Carefully remove your Dutch oven from the oven, and carefully place your dough in and cover it with the lid. Place the pan back into the oven for 30 minutes.
Now remove the lid and be amazed at what you see (it’s beautiful!). Put it back in the oven, uncovered and bake an additional 7-15 minutes. The uncovered baking time will depend on your oven. Mine needed about 8-9 minutes to turn that deep golden brown. Watch it carefully.Print
- 3 cups all-purpose flour
- 2 tsp. kosher salt
- 1/2 tsp. dry yeast
- 1 1/2 cups lukewarm water
- In a large bowl, stir together the flour, salt and yeast. Add the water and stir using a wooden spoon until a “shaggy” mixture forms. Don’t over-work the dough.

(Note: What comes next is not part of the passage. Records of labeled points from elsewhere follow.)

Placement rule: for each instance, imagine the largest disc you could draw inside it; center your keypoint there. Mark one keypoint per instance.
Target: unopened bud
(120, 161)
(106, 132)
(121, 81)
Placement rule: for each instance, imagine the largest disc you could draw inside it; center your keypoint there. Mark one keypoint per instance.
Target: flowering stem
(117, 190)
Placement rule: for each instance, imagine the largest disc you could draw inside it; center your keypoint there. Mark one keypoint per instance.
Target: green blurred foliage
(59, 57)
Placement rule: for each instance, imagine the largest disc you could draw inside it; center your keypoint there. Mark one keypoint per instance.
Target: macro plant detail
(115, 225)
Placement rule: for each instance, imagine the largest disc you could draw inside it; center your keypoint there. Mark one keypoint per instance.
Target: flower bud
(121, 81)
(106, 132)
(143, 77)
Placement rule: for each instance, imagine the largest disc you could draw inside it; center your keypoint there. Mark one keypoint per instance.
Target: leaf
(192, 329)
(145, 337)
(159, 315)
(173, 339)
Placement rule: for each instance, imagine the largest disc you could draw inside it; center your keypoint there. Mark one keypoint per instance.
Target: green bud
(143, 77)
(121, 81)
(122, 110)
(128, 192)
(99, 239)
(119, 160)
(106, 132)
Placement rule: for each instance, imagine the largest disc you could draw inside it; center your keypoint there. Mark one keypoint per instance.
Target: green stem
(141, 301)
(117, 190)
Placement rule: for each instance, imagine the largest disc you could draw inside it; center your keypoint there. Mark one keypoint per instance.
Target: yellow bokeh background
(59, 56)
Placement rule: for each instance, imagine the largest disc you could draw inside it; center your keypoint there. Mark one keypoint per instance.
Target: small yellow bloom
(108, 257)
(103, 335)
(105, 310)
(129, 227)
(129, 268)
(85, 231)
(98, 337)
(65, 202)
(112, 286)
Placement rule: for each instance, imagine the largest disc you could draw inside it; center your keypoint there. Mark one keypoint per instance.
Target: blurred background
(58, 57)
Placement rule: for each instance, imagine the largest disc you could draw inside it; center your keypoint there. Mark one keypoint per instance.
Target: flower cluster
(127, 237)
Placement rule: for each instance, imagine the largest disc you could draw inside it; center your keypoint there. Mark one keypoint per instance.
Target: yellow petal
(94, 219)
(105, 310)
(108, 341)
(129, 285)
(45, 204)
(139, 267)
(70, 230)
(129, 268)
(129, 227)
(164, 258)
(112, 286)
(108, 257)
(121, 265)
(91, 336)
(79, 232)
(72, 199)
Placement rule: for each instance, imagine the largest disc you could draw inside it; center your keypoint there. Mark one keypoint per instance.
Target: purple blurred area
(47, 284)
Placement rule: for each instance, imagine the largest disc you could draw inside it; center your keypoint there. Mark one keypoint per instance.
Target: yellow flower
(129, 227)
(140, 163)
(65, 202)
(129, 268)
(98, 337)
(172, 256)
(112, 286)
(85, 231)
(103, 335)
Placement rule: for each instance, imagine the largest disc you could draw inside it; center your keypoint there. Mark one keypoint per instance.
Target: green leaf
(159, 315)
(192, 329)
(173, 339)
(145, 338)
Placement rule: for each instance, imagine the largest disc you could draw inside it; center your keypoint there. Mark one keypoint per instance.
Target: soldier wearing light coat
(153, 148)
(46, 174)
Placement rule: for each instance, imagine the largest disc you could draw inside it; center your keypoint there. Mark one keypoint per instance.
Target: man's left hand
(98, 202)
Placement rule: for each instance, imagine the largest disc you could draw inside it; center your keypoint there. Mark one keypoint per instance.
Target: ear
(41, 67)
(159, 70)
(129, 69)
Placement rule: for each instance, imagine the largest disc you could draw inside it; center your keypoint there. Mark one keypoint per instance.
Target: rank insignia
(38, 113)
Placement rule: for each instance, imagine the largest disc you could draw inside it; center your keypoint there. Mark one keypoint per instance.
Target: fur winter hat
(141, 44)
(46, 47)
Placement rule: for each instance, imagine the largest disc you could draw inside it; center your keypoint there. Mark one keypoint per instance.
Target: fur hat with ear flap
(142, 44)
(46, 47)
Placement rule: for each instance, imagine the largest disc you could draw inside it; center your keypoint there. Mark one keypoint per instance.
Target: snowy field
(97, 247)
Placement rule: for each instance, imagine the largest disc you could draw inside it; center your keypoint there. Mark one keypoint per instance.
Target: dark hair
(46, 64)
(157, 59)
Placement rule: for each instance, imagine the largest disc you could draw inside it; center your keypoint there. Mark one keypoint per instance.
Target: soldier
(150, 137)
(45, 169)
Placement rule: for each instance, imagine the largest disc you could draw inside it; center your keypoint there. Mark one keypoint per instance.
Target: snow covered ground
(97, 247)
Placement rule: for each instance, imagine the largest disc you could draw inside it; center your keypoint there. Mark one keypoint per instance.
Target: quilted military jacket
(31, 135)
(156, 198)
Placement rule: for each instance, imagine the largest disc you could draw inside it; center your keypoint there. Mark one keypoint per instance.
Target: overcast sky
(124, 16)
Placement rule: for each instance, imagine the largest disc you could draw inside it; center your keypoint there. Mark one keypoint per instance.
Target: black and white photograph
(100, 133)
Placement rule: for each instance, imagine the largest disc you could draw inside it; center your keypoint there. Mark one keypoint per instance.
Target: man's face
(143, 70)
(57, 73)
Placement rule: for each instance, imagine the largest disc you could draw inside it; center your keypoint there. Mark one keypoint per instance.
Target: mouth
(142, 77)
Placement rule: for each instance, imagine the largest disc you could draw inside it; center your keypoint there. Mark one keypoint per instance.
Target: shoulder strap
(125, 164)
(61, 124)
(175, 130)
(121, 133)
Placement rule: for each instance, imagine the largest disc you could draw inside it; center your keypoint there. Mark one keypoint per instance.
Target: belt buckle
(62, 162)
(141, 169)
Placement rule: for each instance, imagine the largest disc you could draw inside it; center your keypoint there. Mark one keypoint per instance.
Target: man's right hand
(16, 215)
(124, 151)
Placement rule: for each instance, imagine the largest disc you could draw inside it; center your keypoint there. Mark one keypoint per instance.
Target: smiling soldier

- Cover bowl tightly with plastic wrap. Let dough sit at room temperature for 8-24 hours*. Dough will bubble up and rise.
- After dough is ready, preheat oven to 450 degrees F. Place your Dutch oven, uncovered, into the preheated oven for 30 minutes.
- While your Dutch oven preheats, turn dough onto a well-floured surface and, with floured hands, form the dough into a ball. Cover dough loosely with plastic wrap and let rest.
- After the 30 minutes are up, carefully remove Dutch oven. With well-floured hands, place the bread dough into it. (If your Dutch oven isn’t enamel coated, you can put a piece of parchment under the dough.)
- Replace lid and bake for 30 minutes covered. Carefully remove lid and bake for 8-15 minutes more, uncovered.
- Carefully remove bread to a cutting board and slice with a bread knife. Try not to devour the entire loaf.